Which brings me back to Patrick. Since the idea of CLIME began 23 years at an annual meeting in Washington with a vision promote a constructivist, student empowered way of learning with technology,i've been involved with NCTM as a affiliate president, conference planning committee member  at the national and local level (1999 and 2004) and on several committees, I have met a lot of people intimately involved with NCTM and the surprise was that weren't any conservative folks who were trying to keep us in the 20th century, but were truly people who were interested in reform with technology being at the forefront.

So NCTM by its a nature is conservative, yet at the same time is encouraging and doing some creative & innovative work. Patrick is one of the points of light that has emerged on the NCTM scene that bodes very well for the future and the direction that NCTM is headed. 

Read more about Calculation Nation and the Illumination project at NCTM.

Hear Patrick's archived presentation on Elluminate July 7th, 2010.

WCYDWT defined? more...

Here's another "What Can You do With This?" lesson grabber. Watch the video. What are your reactions?
My reaction was (and still is): "This is cool!" My next thought was: "Can I turn this into a math session motivator?" That is, can I get my students attention long enough to transition into an engaging & productive math activity? (As always, there is a devil ready to snarl progress in developing the details.) Dan Meyer who shared this video on his blog is thinking about how this might become a starting point for building a curriculum unit around it. I like the idea a lot because it feeds my mantra of what pieces a lesson scenario should have.

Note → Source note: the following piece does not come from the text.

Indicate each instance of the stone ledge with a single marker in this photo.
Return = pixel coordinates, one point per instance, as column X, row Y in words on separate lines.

I say "we" in step 3 because as the teacher I'm learning right along with the kids so I want to share as well.
Dan has gone further by creating a more story-like 3-step process rubric. From his latest blog entry:
(In the) Beginning:
  • engage the students with multimedia — pictures, videos, sound.
  • the students come up with the question.
  • the students make predictions — “give me a guess.”
  • the students establish a range around their answer — “give me a wrong answer. give me an answer that’s too high, that’s too low.”
  • there isn't information on the first image.
  • “announce the problem’s constraints quickly and clearly.”
  • ask questions that lend themselves to guesses: "how long? how many? how heavy? how far? how fast?"
  • try to translate questions that are harder to guess into questions that don't change the objective but which lend themselves to guesses: "what is the area? what is the circumference?"
  • ask: “what information do you need to solve this?”
  • ask: “how do you know that?”
  • ask: “why?” “how?” — even on right answers.
  • encourage students to explain their reasoning to other students.
  • ask students to collaborate — “what do you think about jerold did?”
  • ask: “how would that help you?” after they tell you certain information is necessary.
  • ask: “what isn’t necessary to find the answer? what information don’t we care about?”
  • ask students to summarize the process.
In my "model" the middle portion (above) is still in the setting the stage phase, but that doesn't detract from these suggested steps being very helpful in framing my actions in a way that maximizes the possibility for learning.
Not all "stage setter" learning objects have the same impact. Dan's Water tank activity left me a bit dry, because I didn't find the video had much intrinsic motivation. (In other words, I didn't think it was "cool".) But like all devices for grabbing a student's attention, the context in which the learning object is presented is crucial. That's why I like to use video clips that pass my "Who cares?" test. It makes the transition to building the context around it smoother & easier.